Applications for free schools have reached a four-year high, the Department for Education has revealed.
Over 350 applications were submitted by parents, teachers and charities this year - the highest annual figure since 2010.
The most recent wave of submissions, which closed earlier this month, was the most popular since the process moved from one to three waves per year.
A total of 148 applications were submitted in this wave alone, taking the number received since 2010 to more than 1,500.
In addition, 1,042 schools have been turned into sponsored academies during the same period, helping to raise standards further.
The government says the changes have resulted in thousands more young people in disadvantaged areas being given the chance to fulfil their potential and realise their aspirations.
Establishing new schools is a key part of the coalition's education plan, creating more choice for parents and improving standards through collaboration and competition.

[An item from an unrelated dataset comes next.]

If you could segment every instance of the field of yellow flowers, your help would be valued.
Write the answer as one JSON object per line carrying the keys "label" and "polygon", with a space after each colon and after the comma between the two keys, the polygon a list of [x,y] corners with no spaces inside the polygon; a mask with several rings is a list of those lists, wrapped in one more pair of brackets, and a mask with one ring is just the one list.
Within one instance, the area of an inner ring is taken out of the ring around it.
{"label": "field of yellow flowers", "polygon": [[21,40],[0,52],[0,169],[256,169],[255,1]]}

According to a report published last month, 72 per cent of free school heads believe their institutions are having an impact on other schools in the area, with two-thirds of these claiming collaboration and competition are helping them to improve.
Nearly three-quarters of open free schools are located in areas with a projected need for additional school places, while almost half are situated in the 30 per cent most deprived communities in the country.
Education secretary Nicky Morgan said: "Free schools are raising standards across the board, and sponsored academies are turning around those schools that have been failing pupils for years.
"More than two-thirds of free schools are rated good or outstanding by Ofsted, and primary test results are improving faster in sponsored academies than in other schools."
There are currently 251 free schools open and a further 112 are in the pipeline. Ultimately, they will provide around 200,000 extra school places to pupils across the country.